Wieder einmal ist alles viel weniger schlimm als befürchtet - von explodierenden (Medikamenten-)Kosten keine Spur.

Wien (OTS) - Laut "Kurier" muss der Hauptverband den voraussichtlichen Abgang für heuer und die nächsten zwei Jahre nach unten korrigieren. Demnach beträgt das Krankenkassen-Defizit in diesem Jahr nicht wie angekündigt 318, sondern nur 237 Millionen Euro. 2004 wird das Minus nur 154 Millionen Euro statt der ursprünglich prognostizierten 270 Millionen Euro ausmachen, für 2005 wurde die Prognose von 682 Millionen Euro auf 599 Millionen Euro hinunterrevidiert. "Seit vielen Jahren ist es immer wieder das gleiche Spiel", ärgert sich Erhard P. Geisler, Geschäftsführer der Pharmig, Vereinigung pharmazeutischer Unternehmen. "Zuerst verkündet man irgendwelche Horrorzahlen, spricht von angeblich explodierenden Medikamentenkosten - und dann stellt sich heraus, dass alles viel weniger schlimm ist als angenommen."

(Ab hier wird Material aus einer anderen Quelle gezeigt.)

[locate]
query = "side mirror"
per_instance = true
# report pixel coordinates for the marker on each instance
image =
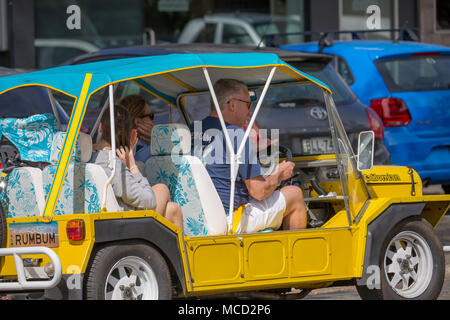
(366, 143)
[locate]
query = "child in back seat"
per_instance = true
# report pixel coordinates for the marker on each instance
(132, 190)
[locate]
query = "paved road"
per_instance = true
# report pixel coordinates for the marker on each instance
(349, 293)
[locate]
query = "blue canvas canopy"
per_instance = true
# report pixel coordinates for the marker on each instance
(166, 77)
(158, 73)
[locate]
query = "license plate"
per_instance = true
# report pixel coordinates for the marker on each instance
(320, 145)
(34, 234)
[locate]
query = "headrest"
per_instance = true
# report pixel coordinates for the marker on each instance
(170, 139)
(82, 151)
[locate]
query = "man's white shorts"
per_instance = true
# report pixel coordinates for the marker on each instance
(262, 214)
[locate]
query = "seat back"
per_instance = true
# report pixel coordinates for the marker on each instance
(187, 179)
(24, 196)
(82, 189)
(32, 136)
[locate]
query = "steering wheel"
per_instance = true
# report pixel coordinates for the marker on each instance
(286, 152)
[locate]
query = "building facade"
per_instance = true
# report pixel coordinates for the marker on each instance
(44, 33)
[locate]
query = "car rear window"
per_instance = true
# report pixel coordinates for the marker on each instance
(327, 74)
(24, 102)
(416, 73)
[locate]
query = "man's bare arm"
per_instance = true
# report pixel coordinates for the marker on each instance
(260, 187)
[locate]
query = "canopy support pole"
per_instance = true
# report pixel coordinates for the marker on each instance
(112, 153)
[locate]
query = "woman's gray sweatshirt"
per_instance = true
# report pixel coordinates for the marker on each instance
(133, 191)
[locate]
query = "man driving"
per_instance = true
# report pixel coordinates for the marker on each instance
(255, 196)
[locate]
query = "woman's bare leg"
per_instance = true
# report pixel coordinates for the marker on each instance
(162, 195)
(165, 207)
(174, 214)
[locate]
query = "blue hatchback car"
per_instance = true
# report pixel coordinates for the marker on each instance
(408, 85)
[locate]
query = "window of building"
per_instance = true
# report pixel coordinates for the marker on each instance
(207, 34)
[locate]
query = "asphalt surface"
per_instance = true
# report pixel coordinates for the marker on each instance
(349, 293)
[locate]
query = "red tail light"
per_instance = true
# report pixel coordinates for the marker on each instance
(392, 111)
(75, 230)
(376, 125)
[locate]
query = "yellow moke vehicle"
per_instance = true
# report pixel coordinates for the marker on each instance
(63, 233)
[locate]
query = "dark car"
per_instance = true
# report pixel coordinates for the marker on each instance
(27, 101)
(297, 112)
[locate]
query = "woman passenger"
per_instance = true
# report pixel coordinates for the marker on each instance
(131, 188)
(142, 118)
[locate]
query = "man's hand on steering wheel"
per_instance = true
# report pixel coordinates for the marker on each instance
(285, 168)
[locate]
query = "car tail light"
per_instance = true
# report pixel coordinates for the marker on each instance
(392, 111)
(376, 125)
(75, 229)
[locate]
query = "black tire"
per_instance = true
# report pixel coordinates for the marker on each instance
(128, 271)
(412, 253)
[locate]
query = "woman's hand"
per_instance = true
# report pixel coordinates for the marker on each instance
(126, 155)
(133, 138)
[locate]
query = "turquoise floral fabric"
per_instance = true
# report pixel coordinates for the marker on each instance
(33, 136)
(175, 172)
(20, 197)
(169, 168)
(58, 140)
(79, 193)
(168, 139)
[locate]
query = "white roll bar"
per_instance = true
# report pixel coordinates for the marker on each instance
(112, 154)
(22, 283)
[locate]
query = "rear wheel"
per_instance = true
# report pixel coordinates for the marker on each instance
(412, 264)
(128, 272)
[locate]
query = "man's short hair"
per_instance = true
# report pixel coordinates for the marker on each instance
(225, 89)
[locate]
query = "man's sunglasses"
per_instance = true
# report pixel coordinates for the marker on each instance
(151, 115)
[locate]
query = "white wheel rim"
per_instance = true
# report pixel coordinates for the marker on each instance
(408, 264)
(131, 278)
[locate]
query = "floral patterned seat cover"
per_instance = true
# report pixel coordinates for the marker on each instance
(187, 179)
(83, 185)
(33, 137)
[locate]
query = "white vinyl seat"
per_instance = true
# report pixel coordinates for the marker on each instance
(24, 195)
(187, 179)
(82, 189)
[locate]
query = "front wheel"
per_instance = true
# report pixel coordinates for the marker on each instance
(412, 264)
(128, 272)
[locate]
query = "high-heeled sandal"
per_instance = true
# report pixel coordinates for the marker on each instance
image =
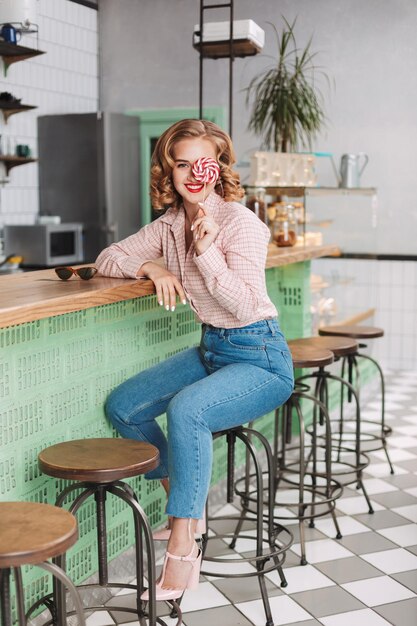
(163, 534)
(192, 582)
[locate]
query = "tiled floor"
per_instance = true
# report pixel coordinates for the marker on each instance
(367, 578)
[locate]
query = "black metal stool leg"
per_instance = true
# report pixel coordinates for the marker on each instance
(141, 526)
(20, 600)
(384, 429)
(6, 618)
(60, 574)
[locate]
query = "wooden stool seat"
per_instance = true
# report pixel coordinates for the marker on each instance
(340, 346)
(33, 532)
(309, 355)
(356, 331)
(98, 460)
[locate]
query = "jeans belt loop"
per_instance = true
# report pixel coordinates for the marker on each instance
(271, 326)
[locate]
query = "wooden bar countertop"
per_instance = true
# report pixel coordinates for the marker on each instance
(29, 296)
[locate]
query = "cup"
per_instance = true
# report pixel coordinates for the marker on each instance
(23, 150)
(9, 33)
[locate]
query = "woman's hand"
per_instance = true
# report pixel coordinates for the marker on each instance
(204, 229)
(167, 285)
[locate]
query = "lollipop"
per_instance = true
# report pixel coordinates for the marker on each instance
(206, 170)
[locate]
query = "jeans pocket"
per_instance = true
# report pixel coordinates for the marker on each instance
(246, 341)
(280, 360)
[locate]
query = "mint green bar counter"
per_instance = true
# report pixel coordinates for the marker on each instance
(65, 345)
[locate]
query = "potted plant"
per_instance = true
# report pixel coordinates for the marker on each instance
(287, 110)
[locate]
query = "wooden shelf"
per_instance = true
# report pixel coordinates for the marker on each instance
(10, 108)
(12, 53)
(299, 192)
(12, 161)
(221, 49)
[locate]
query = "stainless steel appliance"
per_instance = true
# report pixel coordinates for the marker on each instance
(351, 169)
(45, 245)
(89, 173)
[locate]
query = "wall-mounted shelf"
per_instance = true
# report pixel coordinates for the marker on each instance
(301, 191)
(221, 49)
(12, 161)
(10, 108)
(12, 53)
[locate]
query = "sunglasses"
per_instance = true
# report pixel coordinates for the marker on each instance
(86, 273)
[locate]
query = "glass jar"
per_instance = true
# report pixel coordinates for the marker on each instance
(256, 202)
(285, 226)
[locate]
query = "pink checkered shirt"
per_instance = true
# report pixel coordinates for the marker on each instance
(225, 285)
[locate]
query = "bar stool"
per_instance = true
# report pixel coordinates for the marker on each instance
(30, 534)
(99, 466)
(302, 468)
(378, 440)
(271, 539)
(348, 458)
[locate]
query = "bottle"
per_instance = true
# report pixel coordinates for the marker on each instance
(285, 226)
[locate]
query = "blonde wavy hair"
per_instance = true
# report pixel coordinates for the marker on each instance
(163, 193)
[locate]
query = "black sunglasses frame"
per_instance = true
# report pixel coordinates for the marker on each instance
(78, 272)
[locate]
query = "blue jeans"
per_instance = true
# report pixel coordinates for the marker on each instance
(235, 376)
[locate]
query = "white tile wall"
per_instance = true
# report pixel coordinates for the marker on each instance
(390, 287)
(64, 80)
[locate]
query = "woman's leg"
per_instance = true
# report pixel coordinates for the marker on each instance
(133, 406)
(234, 395)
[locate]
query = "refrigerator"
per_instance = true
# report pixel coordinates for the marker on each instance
(89, 173)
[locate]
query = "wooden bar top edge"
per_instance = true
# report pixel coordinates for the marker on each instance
(30, 296)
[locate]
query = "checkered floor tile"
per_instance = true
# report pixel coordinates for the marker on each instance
(367, 578)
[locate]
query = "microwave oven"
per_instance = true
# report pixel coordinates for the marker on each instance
(45, 245)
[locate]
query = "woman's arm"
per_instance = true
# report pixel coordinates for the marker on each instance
(135, 257)
(236, 277)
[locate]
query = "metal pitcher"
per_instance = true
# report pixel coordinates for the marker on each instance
(351, 168)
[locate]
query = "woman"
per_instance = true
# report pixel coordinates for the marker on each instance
(214, 251)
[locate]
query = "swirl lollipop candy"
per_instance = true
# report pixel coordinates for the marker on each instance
(206, 170)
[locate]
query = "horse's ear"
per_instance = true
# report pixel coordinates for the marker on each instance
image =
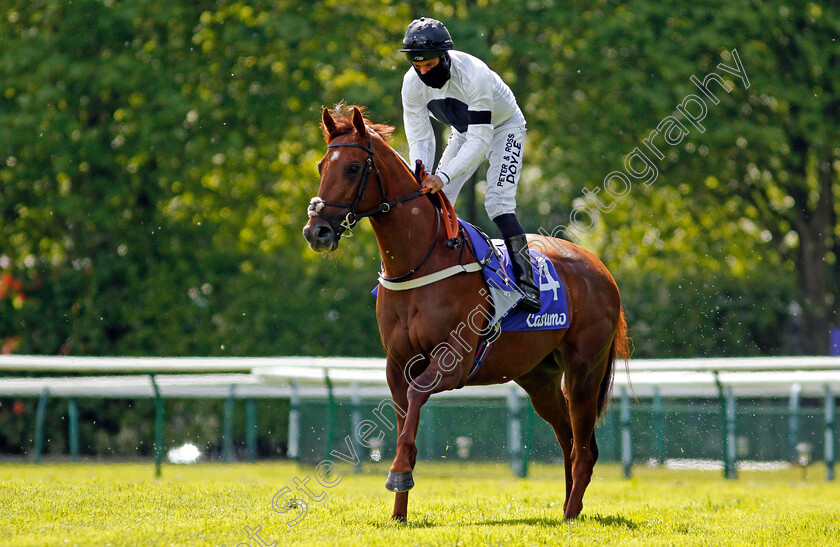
(359, 123)
(328, 125)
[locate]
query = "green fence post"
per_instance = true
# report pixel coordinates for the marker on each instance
(330, 414)
(40, 414)
(626, 441)
(73, 428)
(727, 415)
(159, 418)
(829, 432)
(527, 437)
(793, 421)
(658, 426)
(428, 414)
(227, 427)
(251, 429)
(293, 439)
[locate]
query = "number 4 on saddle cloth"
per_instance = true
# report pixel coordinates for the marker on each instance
(492, 255)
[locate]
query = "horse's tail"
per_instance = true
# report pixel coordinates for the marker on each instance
(619, 349)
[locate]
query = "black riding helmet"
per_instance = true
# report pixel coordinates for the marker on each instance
(425, 39)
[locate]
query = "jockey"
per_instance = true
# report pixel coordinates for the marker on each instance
(464, 93)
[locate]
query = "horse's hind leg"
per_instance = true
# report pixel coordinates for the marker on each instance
(582, 387)
(543, 385)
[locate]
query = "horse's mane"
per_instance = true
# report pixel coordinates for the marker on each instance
(342, 114)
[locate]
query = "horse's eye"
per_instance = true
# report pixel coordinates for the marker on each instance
(353, 169)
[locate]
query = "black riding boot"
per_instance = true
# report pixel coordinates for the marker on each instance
(524, 273)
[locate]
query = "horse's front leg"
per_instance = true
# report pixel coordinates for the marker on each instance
(399, 393)
(436, 378)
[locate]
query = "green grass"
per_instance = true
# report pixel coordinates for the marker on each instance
(452, 504)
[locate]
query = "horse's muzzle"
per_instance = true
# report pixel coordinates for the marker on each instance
(321, 236)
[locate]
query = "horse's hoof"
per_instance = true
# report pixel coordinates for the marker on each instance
(399, 482)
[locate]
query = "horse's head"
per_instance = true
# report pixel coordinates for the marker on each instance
(351, 184)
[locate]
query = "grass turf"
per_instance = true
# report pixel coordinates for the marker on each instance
(452, 504)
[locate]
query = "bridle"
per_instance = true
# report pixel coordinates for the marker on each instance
(316, 205)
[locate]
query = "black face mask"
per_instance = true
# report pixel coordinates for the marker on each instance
(439, 75)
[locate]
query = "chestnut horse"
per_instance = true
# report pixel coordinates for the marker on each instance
(566, 372)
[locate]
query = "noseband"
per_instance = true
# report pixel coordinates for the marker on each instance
(316, 204)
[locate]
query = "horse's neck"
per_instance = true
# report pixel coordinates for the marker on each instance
(405, 233)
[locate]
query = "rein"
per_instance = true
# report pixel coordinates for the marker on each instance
(446, 210)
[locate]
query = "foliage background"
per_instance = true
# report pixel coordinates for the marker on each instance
(157, 157)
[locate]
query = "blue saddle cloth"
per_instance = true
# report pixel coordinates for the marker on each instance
(553, 309)
(553, 313)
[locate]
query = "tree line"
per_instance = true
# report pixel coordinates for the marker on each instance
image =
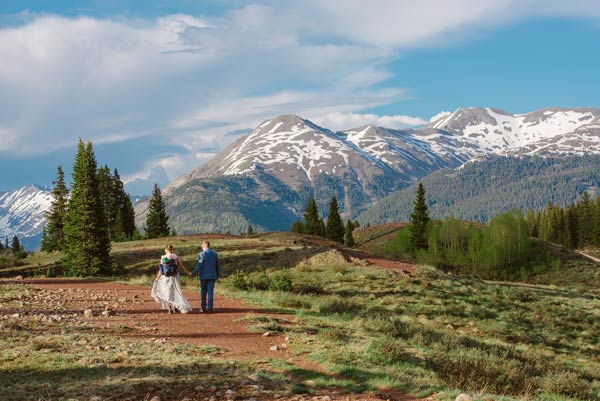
(333, 229)
(573, 226)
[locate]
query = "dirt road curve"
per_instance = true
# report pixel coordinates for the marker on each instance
(136, 309)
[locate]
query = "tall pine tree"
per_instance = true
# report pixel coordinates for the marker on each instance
(348, 234)
(87, 242)
(334, 229)
(54, 232)
(419, 220)
(157, 220)
(312, 221)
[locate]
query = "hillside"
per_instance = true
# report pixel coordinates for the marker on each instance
(338, 325)
(485, 188)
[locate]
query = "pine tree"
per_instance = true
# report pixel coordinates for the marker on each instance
(87, 244)
(109, 199)
(16, 244)
(157, 220)
(335, 226)
(124, 224)
(348, 236)
(297, 227)
(312, 221)
(57, 215)
(419, 220)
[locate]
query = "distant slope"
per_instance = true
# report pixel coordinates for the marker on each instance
(22, 214)
(482, 189)
(265, 177)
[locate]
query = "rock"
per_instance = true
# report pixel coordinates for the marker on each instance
(255, 377)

Gerade die Pharmig hat immer wieder auf die Unzuverlässigkeit von Defizit-Prognosen des Hauptverbands hingewiesen und das auch mit statistischen Daten belegt: Faktum ist, dass von 1996 bis 2002 die angekündigten Defizit-Prognosen nur einmal, 1999, auch tatsächlich eingetroffen sind. In allen anderen Jahren wurden die prognostizierten Defizite bei weitem nicht erreicht. 1997 hat man statt des angekündigten Defizits von 363 Millionen Euro sogar einen Überschuss von 108 Millionen Euro erzielt!

"Da fragt man sich schon, ob das nicht ein Fehler mit System ist", argumentiert Pharmig-Chef Geisler. Der Verdacht liege nahe, dass der Hauptverband mit geschönten Zahlen operiert und auf diese Art und Weise Politik machen will. Diese Panikmache, so Geisler, nütze jedoch niemandem, sondern verstelle den Blick auf die wahren Probleme des Gesundheitswesens. "Tatsächlich geht es nämlich darum, dass die Patienten einen raschen Zugang zu innovativen Arzneimitteln bekommen. Derzeit ist es leider immer noch so, dass es in Österreich durchschnittlich bis zu zwei Jahren dauert, bis ein neues Medikament von der Kasse bezahlt wird. Und das ist viel zu lange!"